You can decide today that there is enough opportunity for you, that you have the ability to handle whatever comes, and that you deserve the abundance you are working toward. Your beliefs may not have caught up to that decision yet, and that is fine. Faith does not wait for beliefs to catch up. It moves first.
The clearer you are about the future vision or version of yourself that you want to have in your life, the less those short-term problems will bother you. The reason short-term problems bother us more is because we don't have a vision bigger than the situation.
Examine the limiting beliefs you are carrying. Past experiences in business, relationships, or family may have taught you that resources are scarce, that success belongs to other people, or that good outcomes require luck. Those learned beliefs are what stand between you and an abundant mindset.

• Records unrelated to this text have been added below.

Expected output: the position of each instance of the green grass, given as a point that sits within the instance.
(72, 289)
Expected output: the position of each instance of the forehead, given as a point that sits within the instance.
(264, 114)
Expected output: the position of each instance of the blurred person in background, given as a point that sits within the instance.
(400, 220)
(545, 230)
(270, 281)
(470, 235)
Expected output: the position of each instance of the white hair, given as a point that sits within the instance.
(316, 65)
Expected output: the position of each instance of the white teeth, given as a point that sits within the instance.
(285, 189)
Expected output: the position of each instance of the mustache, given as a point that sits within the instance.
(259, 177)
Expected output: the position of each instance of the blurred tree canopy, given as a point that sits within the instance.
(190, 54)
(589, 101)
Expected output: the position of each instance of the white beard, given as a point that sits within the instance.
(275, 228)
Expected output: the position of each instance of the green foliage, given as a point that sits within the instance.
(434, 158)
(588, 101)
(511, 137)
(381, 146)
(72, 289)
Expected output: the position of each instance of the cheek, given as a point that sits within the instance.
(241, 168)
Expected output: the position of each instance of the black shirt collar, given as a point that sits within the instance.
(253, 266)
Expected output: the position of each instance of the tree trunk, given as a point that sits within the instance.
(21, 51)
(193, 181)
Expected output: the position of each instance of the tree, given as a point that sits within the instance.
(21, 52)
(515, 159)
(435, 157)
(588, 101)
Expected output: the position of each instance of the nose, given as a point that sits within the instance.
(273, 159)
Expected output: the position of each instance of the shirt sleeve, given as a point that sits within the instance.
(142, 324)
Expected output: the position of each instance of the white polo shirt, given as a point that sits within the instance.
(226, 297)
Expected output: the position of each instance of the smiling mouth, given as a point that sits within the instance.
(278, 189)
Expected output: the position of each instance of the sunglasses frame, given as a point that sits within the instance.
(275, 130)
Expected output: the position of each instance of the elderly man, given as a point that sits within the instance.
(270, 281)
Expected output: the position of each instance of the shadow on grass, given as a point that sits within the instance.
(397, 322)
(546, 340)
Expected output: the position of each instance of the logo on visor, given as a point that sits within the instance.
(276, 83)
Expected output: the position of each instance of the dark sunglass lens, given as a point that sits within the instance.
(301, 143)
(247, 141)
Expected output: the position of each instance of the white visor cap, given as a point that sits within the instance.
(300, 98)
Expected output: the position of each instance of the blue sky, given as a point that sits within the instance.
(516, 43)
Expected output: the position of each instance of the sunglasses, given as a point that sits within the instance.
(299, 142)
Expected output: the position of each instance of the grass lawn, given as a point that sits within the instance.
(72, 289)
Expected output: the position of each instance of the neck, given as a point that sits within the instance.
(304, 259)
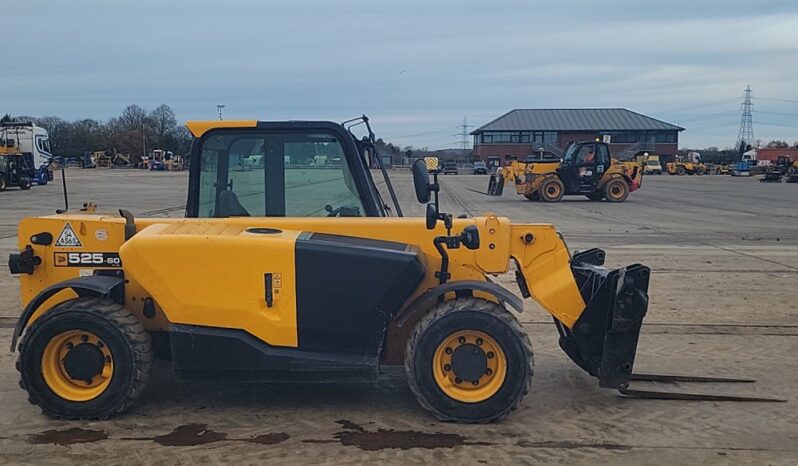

How to Reprogram Your Mind for Abundance
George offers three concrete strategies for building an abundance mindset from the inside out.
Use affirmations consistently. Craft statements that reflect the future version of yourself: "I am a successful business owner," "I am a strong communicator," "I lead with confidence." Repeat them with enough frequency that your subconscious mind begins to accept them as true. Your mind is a tool. Train it deliberately.
Prepare your response to setbacks in advance. You already know challenges are coming. Decide now how you will respond. Keep music, images, a journal entry, or any other resource ready so that when adversity arrives, you handle it quickly and move on. The faster you process a setback, the less energy it steals from your vision.
Practice daily gratitude. Gratitude is an abundant mindset in action. It trains your mind to recognize what is already working and puts you in the same vibrational state you need in order to attract more. Write down two or three things you are grateful for each day. Make it a discipline, not an afterthought.
Action Steps
- Audit your daily thoughts: identify whether most of your mental energy goes toward current problems or toward your future vision.
- Write a clear, vivid description of the future version of yourself you want to become and review it regularly.
- Choose three affirmations that reflect who you are becoming and repeat them every day.
- Create a personal response plan for setbacks so your reaction is disciplined rather than reactive.
- Start a daily gratitude practice: write two or three specific things you are grateful for each morning.
Abundant thinking is a skill, not a personality trait. You develop it through deliberate focus, consistent practice, and the decision to have faith in a future you cannot yet see but are already capable of creating. It is never too late to start living the life you were meant to live.